The letter listed instances wherein priests and religious had been accused and/or convicted of sex crimes against children and minors or had engaged in cover-ups. Notable among the misdeeds mentioned were accusations of rape and mistreatment of Native American children by clerics in schools and orphanages subsidized by the Canadian government and operated by Church authorities.
In late May, graves of some 200 Native American children were discovered at the site of the Kamloops Indian Residential School in British Columbia, prompting some to decry what they labeled a "genocide" and "crime scene." Others say the media is pushing an anti-Catholic, "unmarked mass grave" narrative that's already being countered by a historian. He contends they are likely pauper's graves for children who died from natural causes over many years and whose burial markers wore away over time.
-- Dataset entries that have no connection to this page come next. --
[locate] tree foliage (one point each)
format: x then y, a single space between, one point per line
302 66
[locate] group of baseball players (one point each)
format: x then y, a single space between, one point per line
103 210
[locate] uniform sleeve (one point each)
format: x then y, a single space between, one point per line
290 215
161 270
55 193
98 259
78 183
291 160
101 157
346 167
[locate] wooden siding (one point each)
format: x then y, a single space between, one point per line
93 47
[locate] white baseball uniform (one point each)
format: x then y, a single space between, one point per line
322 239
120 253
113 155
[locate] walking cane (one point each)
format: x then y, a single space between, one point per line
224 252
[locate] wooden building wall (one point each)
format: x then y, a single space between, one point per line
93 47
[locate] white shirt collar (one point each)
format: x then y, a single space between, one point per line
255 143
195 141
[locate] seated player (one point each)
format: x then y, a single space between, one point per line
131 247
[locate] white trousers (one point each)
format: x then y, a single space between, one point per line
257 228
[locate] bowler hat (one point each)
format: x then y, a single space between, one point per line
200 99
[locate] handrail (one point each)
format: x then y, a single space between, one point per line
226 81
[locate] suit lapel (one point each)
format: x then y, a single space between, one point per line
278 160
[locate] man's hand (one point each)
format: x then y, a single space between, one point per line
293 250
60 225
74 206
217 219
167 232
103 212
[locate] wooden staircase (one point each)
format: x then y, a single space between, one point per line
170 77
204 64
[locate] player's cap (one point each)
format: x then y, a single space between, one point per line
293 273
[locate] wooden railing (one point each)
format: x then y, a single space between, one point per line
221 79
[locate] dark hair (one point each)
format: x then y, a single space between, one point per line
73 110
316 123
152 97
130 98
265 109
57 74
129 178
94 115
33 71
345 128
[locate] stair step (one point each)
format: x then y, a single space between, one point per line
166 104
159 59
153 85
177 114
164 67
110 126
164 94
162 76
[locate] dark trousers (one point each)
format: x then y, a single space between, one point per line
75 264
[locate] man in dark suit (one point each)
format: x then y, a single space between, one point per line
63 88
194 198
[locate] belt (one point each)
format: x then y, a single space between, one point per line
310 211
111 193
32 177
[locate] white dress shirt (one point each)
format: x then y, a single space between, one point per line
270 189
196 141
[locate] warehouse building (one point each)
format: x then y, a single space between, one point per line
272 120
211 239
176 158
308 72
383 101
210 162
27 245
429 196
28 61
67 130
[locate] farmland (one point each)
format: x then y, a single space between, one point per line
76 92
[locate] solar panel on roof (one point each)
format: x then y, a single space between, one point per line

At least one member of Parliament has called for severing Canada's diplomatic ties with the Vatican if no apology emerges for the mistreatment of children in Church institutions.
Also mentioned was the notorious case of deaf children sexually abused by clerics and religious of the Provolo Institute in Argentina. In that case, lawyers for the Church successfully argued that a 1966 concordat between the Holy See and Argentina protected the Church from releasing to civil authorities the canonical records of abuses.
The U.N. panel complained the concordats and agreements reached by the Holy See with U.N. member states "limit the ability of the civil authority to compel the production of documents or prosecute people associated with the Catholic Church."
The panel wrote:
We urge the authorities of the Holy See to refrain from obstructive practices and to cooperate fully with the civil, judicial and law-enforcement authorities of the countries concerned, as well as to refrain from signing or using existing agreements to evade accountability for Church members accused of abuse.
The panel works under the authority of the United Nations' Office of the High Commissioner of Human Rights. The current human rights commissioner is Michelle Bachelet, a former president of Chile and inveterate promoter of abortion and contraception.
When the letter was released, a Vatican official weighed in anonymously, telling Catholic News Agency the document has "no real teeth."
The panel called for eliminating the inviolability of the seal of confession, "which prevents priests who hear a confession from reporting crimes to civil authorities." According to §1467 of the Catechism of the Catholic Church:
Given the delicacy and greatness of this ministry and the respect due to persons, the Church declares that every priest who hears confessions is bound under very severe penalties to keep absolute secrecy regarding the sins that his penitents have confessed to him. He can make no use of knowledge that confession gives him about penitents' lives. This secret, which admits of no exceptions, is called the "sacramental seal," because what the penitent has made known to the priest remains "sealed" by the sacrament.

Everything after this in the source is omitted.